19 July 2006

Email is broken

I have recently come to the conclusion that the current Internet email infrastructure is broken, and can never be fixed.

Like you, I am beleaguered by junk email (spam) flooding all of my email accounts. My primary email comes through the Mozilla Thunderbird client, which has a powerful Bayesian filter that I’ve trained by marking spam as “junk.” It then compares the words (and other elements) of incoming email with the ones I marked as junk, and the good ones (not marked as “junk”.) Eventually it becomes very good at discriminating against spam, which automatically goes to the junk mail folder. I occasionally check this “junk” folder for false positives (legitimate emails incorrectly determined to be spam—something that rarely happens) and click on the “not junk” button, training it that these are OK.

I recently received the following strange spam email. It wasn’t trying to sell anything, it didn’t even contain a link; it just contained the following excerpts from a story:
sopping wet from head to toe. I locked myself in a stall, got my flask,
faster. He was flying now straight down, at two hundred fourteen miles per
something like a vessel, like a glass jar with blue syrup. We looked at it
The next night from the Flock came Kirk Maynard Gull, wobbling across

I’ve seen a paragraph or two of generic text like this at the bottom of emails selling Viagra, debt refinancing, etc. It’s an attempt to make the email look more “normal” to Bayesian filters, and therefore not get automatically marked as spam. But this one didn’t make any sense; why would anyone send out millions of useless messages like these?
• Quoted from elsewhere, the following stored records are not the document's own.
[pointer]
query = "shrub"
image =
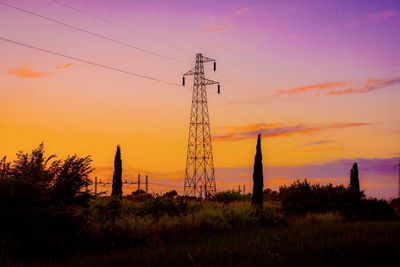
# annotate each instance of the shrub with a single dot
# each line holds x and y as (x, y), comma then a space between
(302, 197)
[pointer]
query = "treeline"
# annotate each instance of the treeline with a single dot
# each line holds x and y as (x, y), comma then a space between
(46, 207)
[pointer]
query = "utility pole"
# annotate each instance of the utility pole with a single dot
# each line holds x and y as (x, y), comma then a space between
(199, 173)
(398, 186)
(147, 184)
(95, 185)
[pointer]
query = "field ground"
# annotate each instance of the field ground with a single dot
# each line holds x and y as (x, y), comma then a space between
(307, 244)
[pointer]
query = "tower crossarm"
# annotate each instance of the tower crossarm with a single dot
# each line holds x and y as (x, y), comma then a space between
(209, 82)
(190, 72)
(207, 59)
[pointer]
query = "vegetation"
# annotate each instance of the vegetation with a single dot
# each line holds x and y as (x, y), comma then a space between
(117, 176)
(354, 180)
(258, 178)
(49, 217)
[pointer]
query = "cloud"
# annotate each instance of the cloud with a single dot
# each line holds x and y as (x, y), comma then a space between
(313, 87)
(319, 142)
(242, 11)
(26, 72)
(65, 66)
(386, 14)
(341, 88)
(278, 130)
(369, 85)
(217, 28)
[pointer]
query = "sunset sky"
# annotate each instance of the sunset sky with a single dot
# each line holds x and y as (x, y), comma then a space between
(319, 79)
Well, I think I’ve figured it out: this is likely a concerted effort by spammers to cause our Bayesian filters system to mark more false positives, which will then make us either abandon it, or spend a lot of time sifting through our junk folder (hopefully pausing on one of their subsequent spam mail.) Therefore, if you receive an email like this, DO NOT mark it as spam, just delete it; otherwise, you will start to get false positives (i.e. emails from acquaintances may get marked as spam.)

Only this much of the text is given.